La demande pour les produits d'IA a connu une croissance fulgurante depuis le lancement de ChatGPT par OpenAI. L'IA générative est déjà utilisée dans divers domaines, mais il est difficile d'imaginer comment elle évoluera. Selon les analystes, cette inconnue suscite l'enthousiasme. Un observateur peut affirmer que la technologie sera inutile, tandis qu'un autre peut tout aussi bien imaginer un nombre presque infini de possibilités. Bank of America a publié un rapport selon lequel l'IA entraînera des changements radicaux et stimulera l'économie mondiale de 15 700 milliards de dollars d'ici les sept prochaines années.


Goldman Sachs prévoit que l'IA générative entraînera une augmentation de 7 000 milliards de dollars du PIB mondial et augmentera la croissance de la productivité de 1,5 % d'ici la fin de la décennie. Mais Arthur Sants, chroniqueur des investisseurs au Financial Times, affirme que ce sentiment de possibilité est à l'origine des bulles d'investissement, car les valorisations des entreprises se détachent de la réalité. C'est ce type de détachement qui a provoqué la bulle Internet à la fin des années 1990. Les investisseurs pensaient qu'Internet, le commerce électronique et la numérisation des entreprises allaient changer le monde.

Mais la bulle a fini par éclater au début des années 2000 ; les investisseurs avaient perdu confiance dans la croissance rapide des entreprises technologiques, ce qui avait provoqué une fuite de capitaux des dotcoms vers les entreprises opérant dans l'ancienne économie. Les analystes craignent que la même chose se produise aujourd'hui en raison de la montée en flèche des actions liées à l'IA. En août dernier, le professeur Gary Marcus de l'université de New York a écrit dans une analyste publiée la plateforme de blogging Substack : « nous commençons à voir des signes que l'IA générative pourrait être un raté ».
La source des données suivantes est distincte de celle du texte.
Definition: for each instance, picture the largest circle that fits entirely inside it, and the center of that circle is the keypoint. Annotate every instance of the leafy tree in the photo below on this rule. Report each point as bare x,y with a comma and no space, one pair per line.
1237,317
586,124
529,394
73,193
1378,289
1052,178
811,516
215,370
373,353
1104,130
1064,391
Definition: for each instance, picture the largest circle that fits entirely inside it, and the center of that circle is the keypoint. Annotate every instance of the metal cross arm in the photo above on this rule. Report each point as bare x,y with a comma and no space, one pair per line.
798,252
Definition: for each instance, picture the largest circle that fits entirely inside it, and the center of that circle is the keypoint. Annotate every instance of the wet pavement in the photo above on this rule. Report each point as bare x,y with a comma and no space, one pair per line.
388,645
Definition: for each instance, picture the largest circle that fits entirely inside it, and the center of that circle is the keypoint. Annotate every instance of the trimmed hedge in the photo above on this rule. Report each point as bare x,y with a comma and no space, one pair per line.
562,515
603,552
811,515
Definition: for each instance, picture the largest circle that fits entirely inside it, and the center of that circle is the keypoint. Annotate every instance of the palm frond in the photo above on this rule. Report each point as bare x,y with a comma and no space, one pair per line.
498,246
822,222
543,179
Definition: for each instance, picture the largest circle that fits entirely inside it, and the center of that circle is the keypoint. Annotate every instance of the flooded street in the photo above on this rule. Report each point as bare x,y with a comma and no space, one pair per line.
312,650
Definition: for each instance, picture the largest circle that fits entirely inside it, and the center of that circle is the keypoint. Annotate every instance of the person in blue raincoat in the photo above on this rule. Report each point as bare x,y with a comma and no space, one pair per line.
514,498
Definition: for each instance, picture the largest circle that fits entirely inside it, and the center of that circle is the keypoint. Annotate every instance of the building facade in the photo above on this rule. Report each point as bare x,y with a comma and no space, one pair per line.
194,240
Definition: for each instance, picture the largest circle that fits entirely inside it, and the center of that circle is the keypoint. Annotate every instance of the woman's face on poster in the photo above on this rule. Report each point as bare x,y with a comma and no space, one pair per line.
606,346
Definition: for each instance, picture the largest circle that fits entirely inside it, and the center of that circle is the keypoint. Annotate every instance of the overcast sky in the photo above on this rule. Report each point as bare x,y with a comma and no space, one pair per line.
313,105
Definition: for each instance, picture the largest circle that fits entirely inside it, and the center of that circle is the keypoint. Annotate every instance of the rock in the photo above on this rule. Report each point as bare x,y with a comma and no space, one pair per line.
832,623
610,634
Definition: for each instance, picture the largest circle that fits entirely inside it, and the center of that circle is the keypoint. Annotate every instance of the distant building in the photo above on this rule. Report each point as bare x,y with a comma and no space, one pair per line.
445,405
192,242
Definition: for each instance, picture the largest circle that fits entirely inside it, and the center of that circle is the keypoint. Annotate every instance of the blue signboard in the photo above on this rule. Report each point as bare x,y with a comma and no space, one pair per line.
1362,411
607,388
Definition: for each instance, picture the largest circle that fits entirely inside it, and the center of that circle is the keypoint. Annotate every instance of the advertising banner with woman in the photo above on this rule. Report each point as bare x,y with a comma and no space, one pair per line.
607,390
À la fin des années 1990, Cisco était la principale entreprise d'infrastructure informatique. La croissance d'Internet nécessitait un déploiement important d'infrastructures. Il fallait construire des serveurs et les connecter les uns aux autres à l'aide de routeurs, puis au système de télécommunications au sens large. L'hypothèse était que tout le monde allait transférer ses communications et son commerce sur Internet et que, pour ce faire, un déploiement rapide était nécessaire. En conséquence, le prix de l'action de Cisco a augmenté de plus de 450 % au cours des deux années qui ont précédé la fin de l'année 1999.

Cela a précédé toute augmentation significative des bénéfices, ce qui signifie que son évaluation a atteint 120 fois ses bénéfices prévisionnels à un an. La croissance des bénéfices ne s'est pas concrétisée aussi rapidement que prévu et, moins d'un an après le pic de valorisation atteint en mai 2000, la valeur de l'action avait chuté de 70 %. Il est intéressant de noter que Cisco a connu une croissance régulière de ses bénéfices au cours de la décennie suivante. Selon Sants, l'année dernière, les bénéfices de Cisco étaient six fois plus élevés qu'en 2000, mais le cours de son action était encore inférieur de 20 % à son sommet.

Sants note : « le problème n'est pas que l'hypothèse était erronée, mais que la croissance n'a pas été assez rapide pour répondre à l'engouement pour l'évaluation. Il s'est aussi avéré que l'infrastructure est devenue un travail banalisé à faible marge ». Au début de l'année 2000, le ratio cours/bénéfice à terme de Vodafone était de 72 : plus cher que Nvidia depuis la crise financière de 2008. Selon Sants, Vodafone ne s'est jamais remis de l'effondrement de la bulle Internet.

Les hallucinations des modèles de langage révèlent les limites de l'IA générative

Marcus a déclaré : « le retour sur investissement de l'IA générative n'est peut-être pas si important, après tout ». Parmi les signes avant-coureurs, un rapport du Wall Street Journal a signalé que les clients ont trouvé trop cher le prix de 30 dollars par mois du nouveau l'assistant d'IA Copilot de Microsoft. Selon lui, il est difficile de mettre en production de grands modèles de langage (LLM) ; la plupart des travaux réalisés à ce jour sont préliminaires. Il rapporte que les entreprises commencent à modérer leurs attentes. De nombreuses attentes initiales étaient irréalistes. De plus, certains pensent que l'AGI ne viendra pas des LLM.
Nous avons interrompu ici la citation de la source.